Cataract Surgery FAQs
Q: What is a cataract?
A: A progressive clouding of the crystalline lens in the eye that can result on complete clouding and visual loss.
Q: What happens during cataract surgery?
A: During cataract surgery, the cataract is removed with a surgical technique called phacoemulsification and a man made IOL lens is implanted.
Q: What can I expect after cataract surgery
A: You may feel groggy from the local anesthesia. This is normal and will wear off fairly quickly. Your eye doctor may place antibiotic drops in your eye to prevent infection and administer anti-inflammatory drops to minimize swelling. You may also be provided an eye patch.
Q: What is an advanced technology intraocular lens (IOL)?

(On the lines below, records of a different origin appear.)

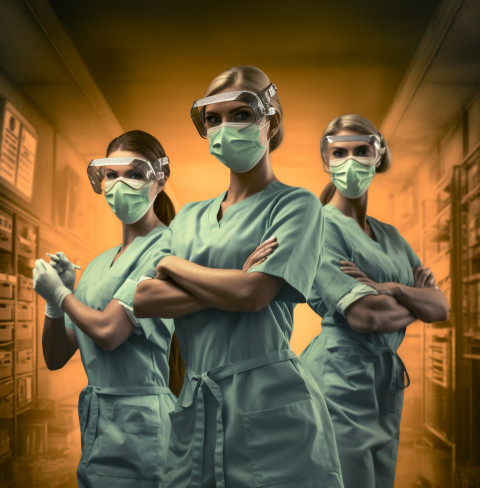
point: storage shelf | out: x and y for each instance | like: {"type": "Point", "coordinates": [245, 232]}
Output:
{"type": "Point", "coordinates": [438, 435]}
{"type": "Point", "coordinates": [472, 278]}
{"type": "Point", "coordinates": [470, 195]}
{"type": "Point", "coordinates": [24, 409]}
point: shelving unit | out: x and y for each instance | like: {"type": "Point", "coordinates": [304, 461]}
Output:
{"type": "Point", "coordinates": [466, 294]}
{"type": "Point", "coordinates": [438, 339]}
{"type": "Point", "coordinates": [18, 248]}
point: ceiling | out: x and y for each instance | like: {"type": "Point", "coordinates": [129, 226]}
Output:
{"type": "Point", "coordinates": [99, 68]}
{"type": "Point", "coordinates": [151, 59]}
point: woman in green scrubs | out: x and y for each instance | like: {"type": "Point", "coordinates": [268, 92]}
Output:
{"type": "Point", "coordinates": [248, 414]}
{"type": "Point", "coordinates": [369, 286]}
{"type": "Point", "coordinates": [124, 409]}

A: An intraocular lens (IOL) is the artificial lens surgeons implant to replace the eye’s crystalline lens that must be removed once it becomes cloudy. The main job of the IOL is to focus light onto the back of the eye (or retina), just as a natural, healthy eye lens would.
Q: What makes advanced technology IOLs different from ordinary intraocular lenses?
A: Advanced IOLs typically enable vision at multiple distances instead of one distance like a monodical IOL.
Q: Is cataract surgery risky eye surgery?
A: The fact that millions of people have gone before you and come out of the procedures pleased, healthy, and able to see clearly again should be of comfort. Nonetheless, there are always special cases and certain situations when complications can arise.